Jour 6 - Rivière-du-Loup/ Parc de la Pointe et retour

 

Les jours s’écoulent chaque jour. En voyage, la différence est qu’il y a une fin très visible. Une fin aux interactions de ce groupe curieux, de l’ambiance dans le bus, des insides qui se sont accumulés au fil du temps, des découvertes, des sandwiches, des topos de Pascal, des paysages à couper le souffle et du Parcours laurentien. Les jours s’écoulent toujours en transformant le présent en passé. En voyage, la différence est que la fin est plus visible que d’autres concepts abstraits. Par exemple, nous savons l’âge de la fin de l’adolescence, mais ne pouvons y mettre un moment précis de cette fin. Cependant, pour l’édition 2024, le Parcours laurentien a pris fin, le 2 juin, à 22h, lorsque tous ont quitté le stationnement de Montmorency.
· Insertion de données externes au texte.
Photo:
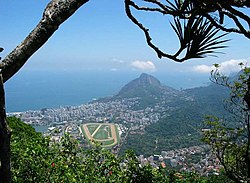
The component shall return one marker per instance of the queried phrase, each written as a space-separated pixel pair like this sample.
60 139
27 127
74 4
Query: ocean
33 90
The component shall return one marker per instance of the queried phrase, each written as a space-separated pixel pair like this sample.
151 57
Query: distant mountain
149 91
182 124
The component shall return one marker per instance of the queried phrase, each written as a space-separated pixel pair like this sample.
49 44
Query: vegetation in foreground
35 159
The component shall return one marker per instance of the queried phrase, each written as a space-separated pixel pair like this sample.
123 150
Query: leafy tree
229 137
195 23
36 159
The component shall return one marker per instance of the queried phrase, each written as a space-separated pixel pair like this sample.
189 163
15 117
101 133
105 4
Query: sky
100 37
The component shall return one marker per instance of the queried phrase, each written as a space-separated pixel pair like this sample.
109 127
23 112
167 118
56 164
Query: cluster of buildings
122 112
192 159
118 111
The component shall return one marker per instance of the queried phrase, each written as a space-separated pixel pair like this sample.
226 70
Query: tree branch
56 12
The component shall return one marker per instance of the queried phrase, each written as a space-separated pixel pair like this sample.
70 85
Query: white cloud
144 66
226 67
114 69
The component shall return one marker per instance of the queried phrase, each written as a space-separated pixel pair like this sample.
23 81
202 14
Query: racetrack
113 138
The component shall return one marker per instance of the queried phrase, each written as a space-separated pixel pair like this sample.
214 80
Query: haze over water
33 90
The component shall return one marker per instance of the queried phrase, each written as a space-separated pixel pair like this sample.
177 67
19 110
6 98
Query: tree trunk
5 134
56 12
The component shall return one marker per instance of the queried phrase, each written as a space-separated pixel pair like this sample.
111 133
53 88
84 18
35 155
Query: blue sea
33 90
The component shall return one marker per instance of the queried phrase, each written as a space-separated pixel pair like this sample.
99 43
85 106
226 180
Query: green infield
104 133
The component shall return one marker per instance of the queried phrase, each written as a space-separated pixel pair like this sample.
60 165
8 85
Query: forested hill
181 126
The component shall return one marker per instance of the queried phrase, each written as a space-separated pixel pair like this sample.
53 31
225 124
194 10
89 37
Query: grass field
104 133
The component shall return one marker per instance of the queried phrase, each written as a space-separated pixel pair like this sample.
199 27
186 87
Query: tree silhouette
196 22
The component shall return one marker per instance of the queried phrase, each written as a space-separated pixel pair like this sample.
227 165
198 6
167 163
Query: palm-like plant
198 37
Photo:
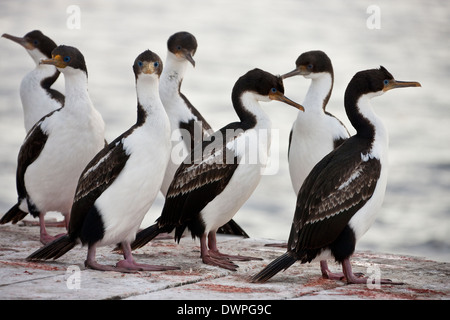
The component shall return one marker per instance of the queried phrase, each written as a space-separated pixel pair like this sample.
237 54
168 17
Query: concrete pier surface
67 279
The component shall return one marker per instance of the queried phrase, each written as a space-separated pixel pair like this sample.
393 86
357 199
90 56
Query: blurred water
236 36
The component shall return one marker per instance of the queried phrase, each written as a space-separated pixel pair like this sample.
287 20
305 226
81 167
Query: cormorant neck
173 71
319 92
248 109
147 92
76 85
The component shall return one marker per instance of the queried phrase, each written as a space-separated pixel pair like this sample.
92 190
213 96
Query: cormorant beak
149 67
56 61
299 71
22 41
281 97
393 84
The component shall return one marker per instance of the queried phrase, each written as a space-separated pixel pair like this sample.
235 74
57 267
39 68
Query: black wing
98 175
337 187
198 183
29 151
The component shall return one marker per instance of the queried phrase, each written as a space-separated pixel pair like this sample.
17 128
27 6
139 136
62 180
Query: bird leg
352 278
130 264
208 257
214 251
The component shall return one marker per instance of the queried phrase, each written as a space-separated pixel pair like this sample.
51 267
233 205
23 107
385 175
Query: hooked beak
22 41
393 84
281 97
56 61
149 67
299 71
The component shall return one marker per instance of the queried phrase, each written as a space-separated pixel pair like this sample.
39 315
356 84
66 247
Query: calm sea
409 38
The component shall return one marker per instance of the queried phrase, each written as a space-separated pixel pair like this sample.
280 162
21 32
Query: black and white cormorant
58 148
37 96
119 185
341 196
315 132
189 127
206 193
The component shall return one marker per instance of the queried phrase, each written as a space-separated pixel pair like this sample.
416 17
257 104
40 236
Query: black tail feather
54 249
281 263
145 236
13 215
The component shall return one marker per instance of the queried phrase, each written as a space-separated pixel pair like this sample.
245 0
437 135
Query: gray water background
412 42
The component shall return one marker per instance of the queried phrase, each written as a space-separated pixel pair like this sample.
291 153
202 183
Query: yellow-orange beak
277 95
56 61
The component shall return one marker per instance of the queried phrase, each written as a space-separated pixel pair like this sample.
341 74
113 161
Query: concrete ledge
66 278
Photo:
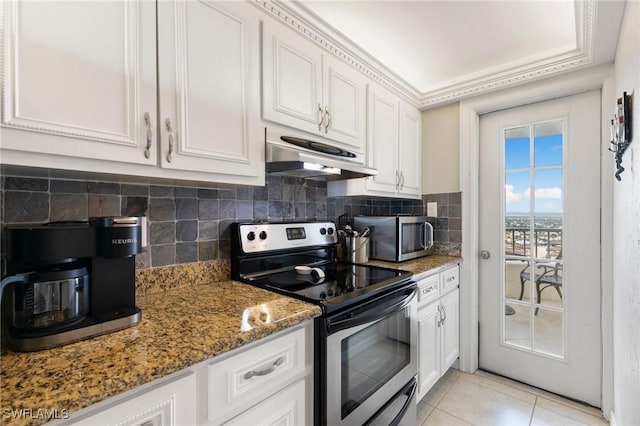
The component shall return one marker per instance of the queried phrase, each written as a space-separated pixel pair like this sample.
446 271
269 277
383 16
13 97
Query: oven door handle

Voici les derniers moments de ce Parcours laurentien édition 2024.

Matinée

Pour une dernière fois, le groupe a été attendu à la salle à déjeuner pour 8h30. Il n’y a pas eu de briefing formel pour le documentaire. David a tout de même conseillé quelques uns des professionnels en devenir assis à la table

Visite rue Lafontaine

Le départ a suivi, tranquillement, passé 10h. Jean-Michel, le chauffeur dévoué, nous a amené au cœur de Rivière-du-Loup sur la rue Lafontaine. À notre arrivée, l'autobus s'est stationné face à l'église, beaucoup de paroissiens étaient présents pour la messe de 10h30.


Après quelques consignes dans le parc, les élèves ont été libérés dans la ville pour deux heures. Lex, une élève inuk, a lu un de ses textes, une légende, à quelques personnes présentes. Katia et Jonathan ont fait leurs exposés oraux. Ceux qui ne sont pas restés dans le parc sont allés se promener. Une bonne partie du groupe est allé voir les chutes de Rivière-du-Loup à un moment ou un autre. 

La rue Lafontaine, un dimanche, démontre bien la différence du rythme de vie entre les régions et les centres urbains. Il n’y a que quatre ou cinq commerces d’ouverts le dimanche. Plusieurs boutiques affichent fermées du dimanche au mardi. 




Mon petit groupe et moi sommes allés au café Brûlerie RDL après avoir visité les chutes. C’est un endroit très charmant et local. Nous avons un peu retardé le départ du bus en arrivant 10 minutes après l’heure fixée. 

Après- Midi 

Parc de la Pointe

Alors, vers 12h45, l’autobus filait vers la pointe. Les rives du fleuve visibles des deux côtés de la rue. Le cour d'eau laurentien a bercé notre avant-dernier arrêt.  Nous avons eu une vingtaine de minutes libres pour explorer et profiter de la vue. 


Catherine est, une fois de plus, partie à la recherche de crabes. Il y en avait un complet, mais mort, sur la plage. 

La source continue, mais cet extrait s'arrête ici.